Rochester business ethics award program joins similar programs in Washington, DC and in Minnesota in opening local business ethics award competitions to non-profit organizations
Non-profits now have the opportunity to enter and compete alongside for-profits for the 2013 Rochester Business Ethics Award. The change in policy was announced at the Rochester Business Ethics Award’s 10th awards luncheon, held today at the Rochester Riverside Convention Center.
“The rationale for the new policy is that we expect the non-profit organizations that serve the Rochester community to conduct themselves in a highly ethical manner, especially as it relates to their business practices,” says RBEA co-chair Rich Anderson, a senior partner at Northwestern Mutual Financial Network. “So why not offer non-profits the same kinds of recognition given to for-profits that demonstrate high standards of business ethics.”
Anderson adds that non-profits operate in a marketplace and face challenges in finance, marketing, personnel, operations, and governance – the same challenges faced by for-profits. “And they too must demonstrate ethical behavior no less demanding than that of their for-profit colleagues, so let’s offer them the same opportunity for recognition.”

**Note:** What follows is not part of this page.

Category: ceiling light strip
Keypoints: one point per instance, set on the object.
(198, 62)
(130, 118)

Individuals, clients, customers, vendors and others are encouraged to nominate a company they believe worthy of a Rochester Business Ethics Award. Employees may nominate their own companies. All this can be done through the RBEA web site.
Once nominated, it is up to the company – for-profit and now non-profit – to actually enter and submit its completed entry material, due in May of 2013. This too is done via the RBEA web site. There is no fee to enter.
Other than the acceptance of nominations of and entries by non-profits, the structure of the competition remains unchanged.
The three size categories remain: small (under 50 employees); medium (50-150 employees); and large (more than 150 employees). The criteria for judging remains the same and all entries will be judged by the same independent panel of judges.
Financial service firms remain ineligible to enter: banks, accounting and law firms, financial planners and brokers. However, these firms are encouraged to participate by nominating other kinds of businesses.